"Active Shooter", the video game that would have allowed players to take part in a simulated school massacre, will not be released to the public after massive outcry over the product.
Fred Guttenberg, whose daughter died in February's shooting at Marjory Stoneman Douglas High School in Parkland, expressed outrage in a tweet about the game.
This isn't the first time that Berdiyev has faced consequences on the platform, as Valve has removed the creator from Steam when he was previously operating under '[bc] Interactive" and "Elusive Team'.
Valve said the person behind Revived Games has a history of customer abuse, publishing copyrighted material, manipulating user-reviews and changing business names to hide their identity.
"His subsequent return under new business names was a fact that came to light as we investigated the controversy around his upcoming title", Valve's statement added.
"The broader conversation about Steam's content policies is one that we'll be addressing soon", the company added.
An online petition urging Valve to pull the game before its scheduled June 6 release had more than 200,000 signatures. Still, the company's statement didn't exactly inspire trust.

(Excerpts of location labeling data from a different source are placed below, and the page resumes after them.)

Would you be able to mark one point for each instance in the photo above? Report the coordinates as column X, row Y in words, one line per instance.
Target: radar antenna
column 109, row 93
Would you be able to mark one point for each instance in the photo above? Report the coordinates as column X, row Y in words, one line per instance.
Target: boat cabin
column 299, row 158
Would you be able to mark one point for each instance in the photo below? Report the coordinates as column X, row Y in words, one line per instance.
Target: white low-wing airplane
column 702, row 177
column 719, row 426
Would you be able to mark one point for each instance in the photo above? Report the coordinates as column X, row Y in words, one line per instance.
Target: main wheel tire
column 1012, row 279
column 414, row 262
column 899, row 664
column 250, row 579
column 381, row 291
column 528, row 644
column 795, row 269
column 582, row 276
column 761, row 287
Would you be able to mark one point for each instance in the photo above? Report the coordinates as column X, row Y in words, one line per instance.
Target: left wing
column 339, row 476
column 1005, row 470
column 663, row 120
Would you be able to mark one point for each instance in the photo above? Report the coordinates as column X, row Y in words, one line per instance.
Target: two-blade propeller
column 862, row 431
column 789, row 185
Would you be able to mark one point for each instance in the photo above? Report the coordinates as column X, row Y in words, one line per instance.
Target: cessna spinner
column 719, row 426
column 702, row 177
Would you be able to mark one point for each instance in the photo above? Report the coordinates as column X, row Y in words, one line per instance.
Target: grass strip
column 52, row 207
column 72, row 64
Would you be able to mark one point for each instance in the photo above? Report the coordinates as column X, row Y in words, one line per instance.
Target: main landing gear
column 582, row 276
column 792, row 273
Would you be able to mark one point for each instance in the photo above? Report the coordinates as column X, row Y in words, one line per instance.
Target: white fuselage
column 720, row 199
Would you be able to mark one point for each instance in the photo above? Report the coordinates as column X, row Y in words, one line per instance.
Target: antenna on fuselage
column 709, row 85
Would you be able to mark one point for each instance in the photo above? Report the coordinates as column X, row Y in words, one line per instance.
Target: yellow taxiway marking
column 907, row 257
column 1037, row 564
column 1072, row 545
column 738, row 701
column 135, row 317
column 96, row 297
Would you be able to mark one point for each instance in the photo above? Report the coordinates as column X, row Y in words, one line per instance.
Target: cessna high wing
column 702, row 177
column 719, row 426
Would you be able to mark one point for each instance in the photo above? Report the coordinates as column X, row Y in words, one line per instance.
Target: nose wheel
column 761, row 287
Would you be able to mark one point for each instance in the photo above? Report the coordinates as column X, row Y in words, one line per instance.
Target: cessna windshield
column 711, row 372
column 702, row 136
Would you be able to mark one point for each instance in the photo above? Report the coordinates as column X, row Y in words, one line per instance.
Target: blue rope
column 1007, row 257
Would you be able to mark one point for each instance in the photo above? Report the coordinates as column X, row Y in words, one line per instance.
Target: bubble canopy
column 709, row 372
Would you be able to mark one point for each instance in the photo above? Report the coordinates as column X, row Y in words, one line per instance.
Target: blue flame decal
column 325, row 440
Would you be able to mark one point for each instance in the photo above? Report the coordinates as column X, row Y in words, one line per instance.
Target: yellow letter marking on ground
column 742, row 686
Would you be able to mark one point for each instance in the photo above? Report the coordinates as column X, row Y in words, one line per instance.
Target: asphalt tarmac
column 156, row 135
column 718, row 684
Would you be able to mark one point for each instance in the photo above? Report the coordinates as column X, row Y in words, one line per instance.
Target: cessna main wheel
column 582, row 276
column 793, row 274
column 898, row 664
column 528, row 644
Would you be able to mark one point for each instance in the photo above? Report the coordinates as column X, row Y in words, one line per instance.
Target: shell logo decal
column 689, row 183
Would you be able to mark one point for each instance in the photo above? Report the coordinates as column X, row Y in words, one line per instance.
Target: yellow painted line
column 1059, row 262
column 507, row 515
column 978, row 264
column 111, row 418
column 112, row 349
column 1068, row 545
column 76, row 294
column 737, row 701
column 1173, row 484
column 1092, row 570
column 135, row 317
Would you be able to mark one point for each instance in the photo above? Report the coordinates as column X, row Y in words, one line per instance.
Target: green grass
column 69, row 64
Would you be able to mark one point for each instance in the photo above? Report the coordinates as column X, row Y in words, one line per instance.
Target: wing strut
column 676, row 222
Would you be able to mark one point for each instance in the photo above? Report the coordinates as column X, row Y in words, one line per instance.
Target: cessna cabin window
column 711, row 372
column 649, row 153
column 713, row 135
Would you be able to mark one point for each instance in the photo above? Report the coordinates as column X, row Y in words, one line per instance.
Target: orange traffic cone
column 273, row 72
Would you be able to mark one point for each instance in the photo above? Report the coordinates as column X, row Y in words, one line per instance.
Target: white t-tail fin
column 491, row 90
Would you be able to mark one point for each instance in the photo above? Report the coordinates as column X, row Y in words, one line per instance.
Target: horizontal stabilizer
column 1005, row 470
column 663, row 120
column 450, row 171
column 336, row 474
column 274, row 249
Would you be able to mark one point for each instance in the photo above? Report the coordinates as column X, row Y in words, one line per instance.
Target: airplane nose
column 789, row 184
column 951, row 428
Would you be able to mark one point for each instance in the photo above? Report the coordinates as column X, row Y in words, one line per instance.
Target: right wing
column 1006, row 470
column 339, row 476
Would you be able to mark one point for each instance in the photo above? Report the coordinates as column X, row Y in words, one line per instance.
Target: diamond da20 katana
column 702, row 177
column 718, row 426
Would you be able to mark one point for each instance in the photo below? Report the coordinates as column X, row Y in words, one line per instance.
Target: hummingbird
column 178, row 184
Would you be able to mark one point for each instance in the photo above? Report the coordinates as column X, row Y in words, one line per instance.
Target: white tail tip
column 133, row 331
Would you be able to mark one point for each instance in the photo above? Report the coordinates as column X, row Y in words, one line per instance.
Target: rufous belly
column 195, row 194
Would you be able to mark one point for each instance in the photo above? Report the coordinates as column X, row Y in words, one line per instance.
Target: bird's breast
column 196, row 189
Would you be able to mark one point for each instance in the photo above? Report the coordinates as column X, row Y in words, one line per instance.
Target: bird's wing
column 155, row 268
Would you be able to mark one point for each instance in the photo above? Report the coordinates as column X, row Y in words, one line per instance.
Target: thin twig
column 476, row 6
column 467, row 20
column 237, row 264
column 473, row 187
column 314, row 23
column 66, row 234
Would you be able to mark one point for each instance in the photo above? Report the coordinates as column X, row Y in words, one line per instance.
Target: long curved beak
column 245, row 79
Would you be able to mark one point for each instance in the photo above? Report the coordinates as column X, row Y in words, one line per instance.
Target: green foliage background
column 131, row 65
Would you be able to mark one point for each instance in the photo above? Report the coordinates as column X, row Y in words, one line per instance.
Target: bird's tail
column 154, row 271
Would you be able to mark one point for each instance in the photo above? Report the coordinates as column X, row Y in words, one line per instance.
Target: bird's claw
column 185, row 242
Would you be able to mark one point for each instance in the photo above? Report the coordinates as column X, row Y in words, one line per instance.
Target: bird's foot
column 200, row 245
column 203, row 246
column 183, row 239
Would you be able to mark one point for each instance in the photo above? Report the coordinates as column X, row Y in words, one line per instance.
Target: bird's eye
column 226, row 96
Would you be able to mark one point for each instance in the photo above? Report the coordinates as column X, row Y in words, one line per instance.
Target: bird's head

Game Craze Store Manager Alexander Thousand isn't one of them but even he thinks Active Shooter, a game where you shoot people inside a school, potentially goes a step too far. "While I can see people's anger and why this might be a bad idea for the game, I still feel like this topic should be left alone".
Almost 200,000 people have signed a petition on Change.org urging Valve to pull the video game and has since claimed victory.
On Wednesday, the Associated Press reported that Valve was pulling the game from its platform. "Active Shooter" may have violated some of the guidelines. Groups of users on the site have posted comments celebrating school shooters in the past, according to a March article from Vice publication Motherboard.
Robinette's concern is that not enough research has been done to find out how video games may be linked to violent behavior. "Ninety-nine percent of the people who play this game are going to have no intention of saying, 'I want to go and shoot up a school.' (That's) 99.999 percent".